The broader context is that Salesforce customer environments have been a recurring target for financially motivated data theft. Google Threat Intelligence Group reported in 2025 that UNC6040 used voice phishing to compromise Salesforce instances and that later extortion activity sometimes claimed the ShinyHunters brand, while Salesforce has warned customers about social engineering, malicious connected apps, and modified Data Loader-style tooling used to exfiltrate data (cloud.google.com, www.salesforce.com). That context should not be read as confirmation of how the Inter-Con data was obtained.
What data was exposed
The leaksear.ch index contains 285,983 normalized records from Salesforce contacts, leads, users, opportunity-owner contact records, selected case records, and OneDrive file inventory rows for employee identity, training, and certification documents (leaksear.ch metadata).

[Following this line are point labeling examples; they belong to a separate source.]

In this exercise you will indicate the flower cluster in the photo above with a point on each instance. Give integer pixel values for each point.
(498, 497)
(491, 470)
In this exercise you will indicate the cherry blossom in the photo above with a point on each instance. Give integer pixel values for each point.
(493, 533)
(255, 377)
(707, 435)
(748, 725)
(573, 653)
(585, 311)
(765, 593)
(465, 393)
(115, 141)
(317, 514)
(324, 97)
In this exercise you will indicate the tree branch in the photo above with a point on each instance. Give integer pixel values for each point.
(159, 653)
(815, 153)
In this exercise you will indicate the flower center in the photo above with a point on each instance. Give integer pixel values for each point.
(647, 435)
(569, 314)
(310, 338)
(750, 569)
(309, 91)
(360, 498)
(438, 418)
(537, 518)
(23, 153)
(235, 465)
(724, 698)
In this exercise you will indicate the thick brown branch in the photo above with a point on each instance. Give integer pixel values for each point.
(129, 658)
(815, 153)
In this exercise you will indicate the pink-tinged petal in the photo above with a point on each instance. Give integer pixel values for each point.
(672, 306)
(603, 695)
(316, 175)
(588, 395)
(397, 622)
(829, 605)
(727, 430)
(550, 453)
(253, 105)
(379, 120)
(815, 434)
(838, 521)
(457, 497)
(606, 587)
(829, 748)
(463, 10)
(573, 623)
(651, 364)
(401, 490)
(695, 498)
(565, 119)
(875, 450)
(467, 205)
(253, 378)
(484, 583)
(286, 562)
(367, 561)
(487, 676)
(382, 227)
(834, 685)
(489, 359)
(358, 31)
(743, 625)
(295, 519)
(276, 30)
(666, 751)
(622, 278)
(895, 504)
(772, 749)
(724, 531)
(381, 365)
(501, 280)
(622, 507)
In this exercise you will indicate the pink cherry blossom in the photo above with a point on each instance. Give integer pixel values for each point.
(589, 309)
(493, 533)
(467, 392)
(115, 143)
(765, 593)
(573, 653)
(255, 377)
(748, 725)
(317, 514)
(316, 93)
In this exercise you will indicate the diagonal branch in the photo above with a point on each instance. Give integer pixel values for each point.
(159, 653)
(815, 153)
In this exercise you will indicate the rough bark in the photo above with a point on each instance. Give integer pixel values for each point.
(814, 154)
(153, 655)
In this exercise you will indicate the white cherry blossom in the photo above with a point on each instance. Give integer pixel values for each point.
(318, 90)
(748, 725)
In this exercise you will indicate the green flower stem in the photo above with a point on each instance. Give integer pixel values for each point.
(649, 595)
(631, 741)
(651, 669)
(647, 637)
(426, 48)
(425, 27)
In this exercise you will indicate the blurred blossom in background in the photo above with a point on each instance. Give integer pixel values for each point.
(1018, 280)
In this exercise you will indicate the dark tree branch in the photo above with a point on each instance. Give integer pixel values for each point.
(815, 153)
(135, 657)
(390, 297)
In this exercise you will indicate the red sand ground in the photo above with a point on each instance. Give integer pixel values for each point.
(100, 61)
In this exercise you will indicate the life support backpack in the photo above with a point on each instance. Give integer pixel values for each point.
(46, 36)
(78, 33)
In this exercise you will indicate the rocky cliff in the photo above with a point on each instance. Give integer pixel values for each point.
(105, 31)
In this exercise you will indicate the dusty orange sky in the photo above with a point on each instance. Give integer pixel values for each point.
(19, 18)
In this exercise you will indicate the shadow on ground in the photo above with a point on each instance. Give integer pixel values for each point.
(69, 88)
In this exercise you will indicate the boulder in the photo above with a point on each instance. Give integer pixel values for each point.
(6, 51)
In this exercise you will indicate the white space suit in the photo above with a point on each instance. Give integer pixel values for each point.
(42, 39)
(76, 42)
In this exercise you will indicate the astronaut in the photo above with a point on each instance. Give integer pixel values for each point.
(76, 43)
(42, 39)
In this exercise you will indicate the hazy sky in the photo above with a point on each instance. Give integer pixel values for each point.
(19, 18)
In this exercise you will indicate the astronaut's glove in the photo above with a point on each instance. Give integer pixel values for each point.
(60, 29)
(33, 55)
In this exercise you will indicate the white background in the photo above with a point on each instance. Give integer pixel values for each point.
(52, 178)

Searchable fields include names, email addresses, phone numbers, physical addresses, countries, and usernames (leaksear.ch metadata). Other stored fields include Salesforce contact and lead attributes, job titles, departments, account and company names, lead source and status, Salesforce user profile information, case numbers, case status and priority, case subjects and comments, and OneDrive file metadata such as document type, filename, extension, modified timestamp, and file size (leaksear.ch metadata).
The structured index excludes low-value billing and account exports and the bulk SharePoint business-document archive, according to the supplied indexing metadata (leaksear.ch metadata).
Why this matters
Inter-Con provides security services to public and private-sector clients, including government, utilities, corporate, and critical infrastructure environments, according to the company’s own description (icsecurity.com). Contact records, job context, case metadata, and employee document inventories can help attackers craft convincing phishing, vendor-impersonation, recruiting, or help-desk pretexts.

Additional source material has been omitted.